This is one of those stories that shouldn't be a surprise in any way, but certainly has some interesting potential if it comes to pass. Google's ex-CEO Eric Schmidt has admitted to a fact that is in no way a secret: Google would like to take over as Yahoo's search provider. Yahoo has been powered by Bing since the talks with Google failed back in 2010. "Wait a minute!" you may say. "Does that mean that Google wants a bigger search market share?" Well, yeah. Obviously.
Of course, Eric Schmidt saying Google wants to do it doesn't really have any bearing on what will actually happen. The story is getting a bit of extra attention because ex-Googler Marissa Mayer
is now the CEO at Yahoo, but that may not really mean anything. Remember, Mayer left Google. It seemed pretty clear that even though Mayer was Google employee #20, she hit a ceiling at Google, and it is perfectly reasonable to think that there is a chance Mayer would be upset about that. If that's true, it seems unlikely that she would want to jump to make a deal with Google.

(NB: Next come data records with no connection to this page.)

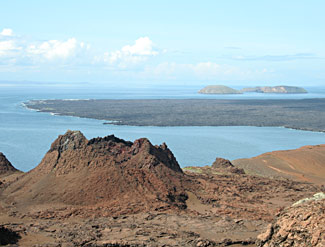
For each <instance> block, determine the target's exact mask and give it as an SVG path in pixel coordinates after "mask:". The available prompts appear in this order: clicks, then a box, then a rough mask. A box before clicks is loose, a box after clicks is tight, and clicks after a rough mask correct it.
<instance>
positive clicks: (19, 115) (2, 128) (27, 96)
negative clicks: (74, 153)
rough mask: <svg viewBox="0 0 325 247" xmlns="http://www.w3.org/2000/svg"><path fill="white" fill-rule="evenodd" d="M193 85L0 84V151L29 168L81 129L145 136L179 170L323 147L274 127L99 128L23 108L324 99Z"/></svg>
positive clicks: (130, 137)
mask: <svg viewBox="0 0 325 247" xmlns="http://www.w3.org/2000/svg"><path fill="white" fill-rule="evenodd" d="M197 88H198V86H192V87H184V86H178V87H175V86H159V87H158V86H148V87H133V88H132V87H123V86H119V87H111V86H101V87H99V86H97V87H93V86H91V85H65V86H62V85H61V86H57V85H47V86H44V85H42V86H39V85H36V86H28V87H27V86H26V87H24V86H21V85H19V86H3V87H1V84H0V152H3V153H4V154H5V155H6V156H7V158H8V159H9V160H10V161H11V162H12V164H13V165H14V166H15V167H17V168H18V169H20V170H23V171H28V170H30V169H32V168H34V167H35V166H36V165H37V164H38V163H39V162H40V161H41V159H42V157H43V156H44V155H45V153H46V152H47V150H48V149H49V147H50V145H51V143H52V142H53V141H54V140H55V139H56V138H57V136H58V135H60V134H64V133H65V132H66V131H67V130H68V129H71V130H80V131H82V132H83V133H84V134H85V136H86V137H87V138H88V139H90V138H93V137H97V136H106V135H110V134H114V135H115V136H117V137H119V138H123V139H125V140H131V141H134V140H135V139H138V138H142V137H146V138H148V139H149V140H150V141H151V142H152V143H153V144H155V145H156V144H161V143H162V142H166V143H167V145H168V147H169V148H170V149H171V150H172V152H173V153H174V155H175V156H176V158H177V160H178V161H179V163H180V165H181V166H182V167H184V166H189V165H195V166H203V165H210V164H211V163H212V162H213V161H214V159H215V158H216V157H223V158H227V159H231V160H233V159H237V158H248V157H252V156H256V155H259V154H262V153H264V152H269V151H274V150H284V149H293V148H298V147H300V146H303V145H316V144H322V143H325V133H319V132H310V131H300V130H292V129H286V128H273V127H245V126H239V127H237V126H236V127H204V126H203V127H136V126H116V125H103V122H105V121H99V120H93V119H82V118H76V117H66V116H53V115H51V114H48V113H40V112H35V111H31V110H28V109H26V108H25V107H24V106H23V104H22V103H23V102H26V101H27V100H31V99H88V98H92V99H156V98H181V99H184V98H185V99H186V98H222V99H226V98H229V99H233V98H235V99H246V98H247V99H250V98H254V99H255V98H261V97H264V98H293V99H294V98H323V97H324V95H325V90H324V89H317V90H316V89H315V91H314V92H311V93H310V94H306V95H261V94H245V95H219V96H216V95H214V96H213V95H212V96H211V95H208V96H207V95H199V94H197V93H196V91H197Z"/></svg>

The other part of the story that no one seems to be talking about is Google's ongoing trouble with anti-trust claims. Google has already spent quite a bit of time dealing with government inquiries this year, and a deal with Yahoo would make that even worse. Stats vary, but the general consensus is that Google covers between 68-77% of US web searches, and as high as 86% worldwide. A deal with Yahoo would bump Google 10% in the US, and about 7-10% globally. If Google is already troubled with anti-trust claims, a deal like this won't help anything.